The manufacturing sector is likely to see slow recovery in the year ahead, and the service sector is likely to be a stable pillar of growth for Singapore, said economists.

The economy grew 0.7 per cent last year, the slowest in a decade and down from 2018's 3.1 per cent, according to flash estimates released by the Ministry of Trade and Industry (MTI) yesterday.


This was within the 0.5 per cent to 1 per cent forecast by MTI in November and slightly better than the 0.6 per cent uptick predicted by analysts polled by Bloomberg.

Singapore's economy expanded 0.8 per cent year on year in the fourth quarter, up slightly from the revised 0.7 per cent growth in the previous quarter.

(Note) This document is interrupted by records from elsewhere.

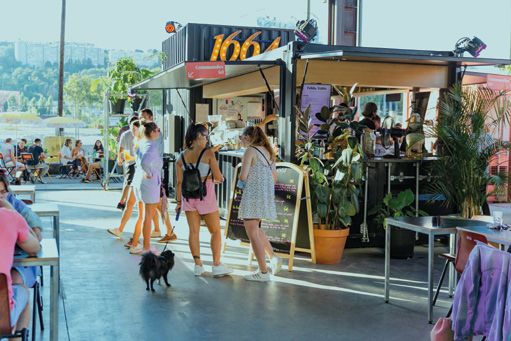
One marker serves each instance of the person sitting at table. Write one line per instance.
(77, 153)
(26, 275)
(21, 147)
(10, 159)
(14, 230)
(38, 154)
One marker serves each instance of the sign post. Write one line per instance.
(292, 230)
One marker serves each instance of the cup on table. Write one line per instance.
(497, 218)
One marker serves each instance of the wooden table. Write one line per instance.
(425, 225)
(24, 190)
(52, 211)
(48, 256)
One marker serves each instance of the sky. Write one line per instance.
(130, 24)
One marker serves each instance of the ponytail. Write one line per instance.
(192, 133)
(257, 137)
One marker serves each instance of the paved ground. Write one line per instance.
(103, 297)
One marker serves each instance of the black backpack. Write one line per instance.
(192, 186)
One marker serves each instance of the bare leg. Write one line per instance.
(138, 225)
(126, 214)
(193, 219)
(212, 221)
(252, 228)
(266, 243)
(149, 209)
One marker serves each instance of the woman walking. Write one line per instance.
(147, 183)
(258, 177)
(206, 207)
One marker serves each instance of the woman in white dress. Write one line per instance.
(147, 181)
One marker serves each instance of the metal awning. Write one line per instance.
(398, 56)
(175, 77)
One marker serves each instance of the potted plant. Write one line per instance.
(334, 181)
(468, 121)
(118, 81)
(402, 241)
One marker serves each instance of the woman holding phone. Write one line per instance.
(258, 177)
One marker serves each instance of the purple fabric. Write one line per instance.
(482, 303)
(16, 203)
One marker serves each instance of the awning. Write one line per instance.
(175, 77)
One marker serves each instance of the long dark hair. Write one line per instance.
(257, 137)
(192, 133)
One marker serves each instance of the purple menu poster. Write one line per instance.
(318, 96)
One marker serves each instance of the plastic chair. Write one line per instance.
(5, 314)
(466, 242)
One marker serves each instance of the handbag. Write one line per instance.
(442, 330)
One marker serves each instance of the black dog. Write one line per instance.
(154, 267)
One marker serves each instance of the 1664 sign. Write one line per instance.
(240, 50)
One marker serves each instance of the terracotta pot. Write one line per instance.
(329, 245)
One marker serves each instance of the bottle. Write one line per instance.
(321, 149)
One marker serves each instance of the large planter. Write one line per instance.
(117, 107)
(137, 104)
(329, 245)
(402, 243)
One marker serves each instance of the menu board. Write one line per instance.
(282, 232)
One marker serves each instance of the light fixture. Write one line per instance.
(306, 30)
(473, 46)
(172, 26)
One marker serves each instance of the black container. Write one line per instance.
(402, 243)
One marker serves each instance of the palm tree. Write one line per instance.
(466, 121)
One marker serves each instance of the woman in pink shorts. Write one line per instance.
(207, 208)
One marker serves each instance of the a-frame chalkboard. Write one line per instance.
(292, 230)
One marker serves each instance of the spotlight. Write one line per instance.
(473, 46)
(172, 26)
(306, 30)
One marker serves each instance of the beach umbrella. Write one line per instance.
(63, 122)
(19, 118)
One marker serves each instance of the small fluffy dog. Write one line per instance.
(154, 267)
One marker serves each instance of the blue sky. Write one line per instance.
(130, 24)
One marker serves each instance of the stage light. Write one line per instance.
(473, 46)
(306, 30)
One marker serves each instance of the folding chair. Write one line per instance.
(5, 314)
(466, 242)
(9, 169)
(32, 170)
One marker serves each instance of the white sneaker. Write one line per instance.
(276, 264)
(221, 270)
(135, 250)
(115, 232)
(258, 276)
(199, 270)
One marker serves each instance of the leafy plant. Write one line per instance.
(468, 119)
(395, 207)
(333, 181)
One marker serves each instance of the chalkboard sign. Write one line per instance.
(282, 232)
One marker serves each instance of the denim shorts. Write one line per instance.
(20, 297)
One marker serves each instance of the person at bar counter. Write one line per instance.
(196, 139)
(258, 178)
(38, 154)
(14, 230)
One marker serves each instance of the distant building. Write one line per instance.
(142, 58)
(39, 54)
(5, 94)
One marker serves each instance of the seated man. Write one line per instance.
(38, 153)
(14, 230)
(8, 151)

OCBC Bank's head of treasury research and strategy Selena Ling said the flash estimates confirm that the Singapore economy bottomed in the second quarter of last year.

While last year's figures are the weakest since 2009, when Singapore's economy recorded 0.1 per cent year-on-year growth, she said there are positives to take from a "glass half-full perspective".

"We avoided a technical recession, which was one of the fears (after the soft second-quarter figures), and we avoided a full-year recession, so the worst-case scenarios did not come true," said Ms Ling.

Economists are more optimistic for this year, and MTI has forecast 0.5 per cent to 2.5 per cent growth.

DBS Bank senior economist Irvin Seah said: "Barring any unforeseen negative shocks, growth momentum is expected to pick up gradually in the coming quarters."

Manufacturing contracted 2.1 per cent year on year in the fourth quarter, steeper than the 0.9 per cent dip in the previous quarter.

This was due to output declines in the electronics, chemicals and transport engineering clusters, which more than offset expansions in the precision engineering, biomedical manufacturing and general manufacturing clusters, MTI said.

Maybank Kim Eng senior economist Chua Hak Bin said that factory output is likely to have hit its trough in the fourth quarter.

"Manufacturing should emerge from its recession in 2020, which will be a big plus to the overall economy," he said.

External headwinds will remain strong this year, Mr Seah noted, and an improvement in the global economic outlook will hinge on further progress in the US-China trade talks.